Another notable movie featuring Akechi is the 1968 film Black Lizard, directed by Kinji Fukasaku and adapted from Ranpo's novel of the same name by author Yukio Mishima, who appears briefly in the film. The story pits the detective against the titular villain, a female mastermind who is played by cross-dressing actor Akihiro Miwa. The film is considered high camp with its bizarre conventions and over-the-top performances, but has a loyal following among fans and critics alike.

Modern references to Akechi can also be found in Gosho Aoyama's popular and long-running manga series Detective Conan. One of the characters, Detective Kogoro Mori, is a persistent and courageous, yet highly flawed and lecherous, private detective—almost a parody of Kogoro Akechi. He has his cases solved for him by the youthful protagonist Conan Edogawa, whose elementary school detective club is the "Detective Boys". Akechi himself is highlighted in volume 2 of the manga, in "Gosho Aoyama's Mystery Library", a section of the graphic novels where the author introduces a different literary detective or villain. Further references to Akechi are seen in Gosho Aoyama's series Magic Kaito, where a master thief steals high-profile items for recognition.

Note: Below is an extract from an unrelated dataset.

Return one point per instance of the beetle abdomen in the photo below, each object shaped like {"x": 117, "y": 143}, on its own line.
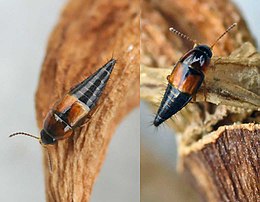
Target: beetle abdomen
{"x": 173, "y": 101}
{"x": 89, "y": 91}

Both Akechi and the Black Lizard are referenced in the Sakura Wars series of video games and anime. One of the musicals performed by the Teikoku Kagekidan is Benitokage ("Crimson Lizard"), which features the titular character, a criminal femme fatale, along with a handsome young detective named Akechi Kojiro. The manga and anime Nijū Mensō no Musume, or the Daughter of Twenty Faces, focuses heavily on Akechi's arch-rival and features Akechi as a minor character. Akechi is also referenced in the character of Police Superintendent Akechi Kengo in the popular detective manga series Kindaichi Case Files. In the media franchise Tantei Opera Milky Holmes, Akechi is represented by a female police detective named Kokoro Akechi.

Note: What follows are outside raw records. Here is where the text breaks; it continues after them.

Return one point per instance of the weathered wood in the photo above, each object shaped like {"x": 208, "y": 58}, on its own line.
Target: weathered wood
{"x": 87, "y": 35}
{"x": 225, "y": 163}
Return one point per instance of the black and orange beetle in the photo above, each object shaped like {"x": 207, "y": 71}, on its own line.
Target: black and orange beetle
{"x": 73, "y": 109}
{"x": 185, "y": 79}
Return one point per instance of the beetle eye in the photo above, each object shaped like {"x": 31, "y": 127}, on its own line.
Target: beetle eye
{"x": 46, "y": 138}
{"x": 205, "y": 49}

In 2015, a new anime series entitled Rampo Kitan: Game of Laplace was created, based on the mystery novels of Edogawa Ranpo and in commemoration of the 50th anniversary of his death. The story follows Kobayashi, a reference to the leader of the Boy Detectives, who becomes assistant to eccentric 17-year-old Akechi. In the anime, Twenty Faces also makes an appearance as a vigilante serial killer.

In October 2016, an anime titled Trickster: From Edogawa Ranpo's "The Boy Detectives Club" was made, based on the stories of the Boy's Detective Club. The plot takes place in the future period of the 2030s and follows Kogorou Akechi, who meets the mysterious Yoshio Kobayashi. Kobayashi, who has an undying body because of an "unidentified fog," wishes for his own death, but together they both pursue a mysterious criminal, nicknamed the "Fiend with Twenty Faces".

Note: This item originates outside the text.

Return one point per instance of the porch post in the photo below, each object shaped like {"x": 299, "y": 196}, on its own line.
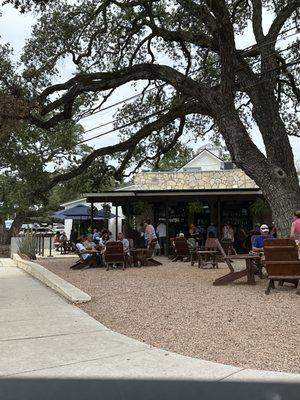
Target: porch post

Goro Akechi, a character in the 2016 video game Persona 5, is a deliberate homage to Akechi. His name is derived from Akechi, and his early role in the game as a celebrity detective who opposes the Phantom Thieves, especially their leader Joker, whose Persona Arsene is named after the original Lupin, mirrors the original Akechi's role in Edogawa's works. His role in the game's story, combined with Joker's ability to change Personas, serves as an homage to the rivalry between Akechi and the Fiend with Twenty Faces.

In 2013 and 2014, a pair of films were made pairing Akechi with another famous fictional Japanese detective, Seishi Yokomizo's Kosuke Kindaichi. Hideaki Itô portrayed Akechi, whilst Tomohisa Yamashita played Kindaichi.

The main characters of the detective themed magical girl anime Star Detective Precure!, Akechi Anna and Kobayashi Mikuru are named after Akechi Kogoro and Kobayashi Yoshio, while their crossdressing enemy Nijee is based on "Fiend with Twenty Faces".

In the manga Bishoku tantei Akechi Gorō by Akiko HIGASHIMURA, the main character is a detective named Akechi Gorō, a likely inspiration from Akechi Kogoro.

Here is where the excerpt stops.